Carrefour UNAFRICA sur le boulevard St
Michel menant à Dantokpa le plus grand
marché du Bénin, il sonnait 11H30 ce mercredi. A cette heure de la
journée, la circulation sur les quatre
grands axes convergeant à ce grand carrefour était déjà celle des heures de
pointe. Debout sur l’estrade de la
police nationale installée au beau
milieu du carrefour, un agent sifflet à
la bouche, régule la circulation en lieu et place des feux tricolores en
panne. Au carrefour UNAFRICA comme à
tous les carrefours dotés de feux tricolores dans la ville de Cotonou, on ne
fait pas que circuler. On sait aussi s’arrêter. Surtout quand le feu passe au
rouge ou quand l’agent de la police vous fait signe de vous arrêter. C’est des
moments rêvés pour les vendeurs à la sauvette. Tel un essaim d’abeilles, ils
vous envahissent dès que vous marquez l’arrêt et vous proposent sans aucun
protocole divers articles qu’ils tiennent dans les mains ou sur la tête. Mon
véhicule était encore en mouvement quand l’un d’eux s’agrippa à ma portière
avec un lot de couvre-volant. Et la conversation s’engage:
‘’bonjour missié ! joli couvre
volant pour votre voiture à bon prix. Combien ?

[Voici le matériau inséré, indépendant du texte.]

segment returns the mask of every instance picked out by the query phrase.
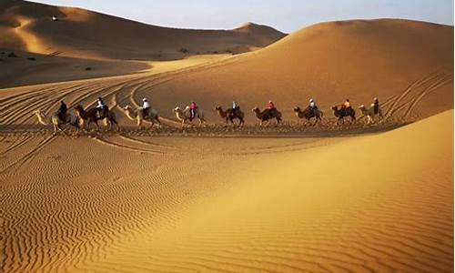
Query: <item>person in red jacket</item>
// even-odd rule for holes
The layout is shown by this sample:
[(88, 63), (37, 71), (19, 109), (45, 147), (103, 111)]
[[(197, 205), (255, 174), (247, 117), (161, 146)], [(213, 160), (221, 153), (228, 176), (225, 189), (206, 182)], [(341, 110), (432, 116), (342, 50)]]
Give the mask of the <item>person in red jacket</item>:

5.000 francs seulement. Si tu acceptes
1000 F je prends. 1000F c’est
l’argent mais y a pas moyen prends ça à 3.000F. Moi j’ai 1.500F dernier prix.
On est le matin, envois l’argent’’.
Une
activité qui nourrit son homme…
Le jeune homme qui vient de me céder le
couvre-volant, s’appelle Karim. Il est nigérien. Il vit à Cotonou depuis dix
ans. Avant de devenir commerçant d’articles pour voitures, il a vendu des
cigarettes et c’est avec ses économies qu’il s’est lancé dans son nouveau
commerce grâce à un ami nigérian. Son petit commerce a permis à Karim de louer
une chambre entrée couché au quartier Zongo, d’entretenir sa femme et leurs
deux enfants restés à Zinder au Niger. Toujours avec son activité, Karim fait
des économies. ‘’Avec l’argent que je mets de côté, je pense rentrer au Niger
et monter une petite affaire pour mieux m’occuper de ma petite famille’’, se
confie-t-il.
Comme Karim, ils sont une centaine au
moins à s’adonner à la vente à la sauvette aux quatre feux du carrefour
UNAFRICA. Pour la plupart des jeunes,
cette activité constitue un moyen de lutter contre la misère ambiante dans
laquelle ils végètent. ‘’Je fréquentais au village mais à la mort de mon père,
il n’y avait personne pour me supporter. J’ai dû abandonner les classes pour
m’adonner à ce commerce qui non seulement me permet de subvenir à mes besoins
élémentaires mais aussi à ceux de ma mère malade au village’’, explique
Akotègnon, un natif de Zè dans le département de l’Atlantique.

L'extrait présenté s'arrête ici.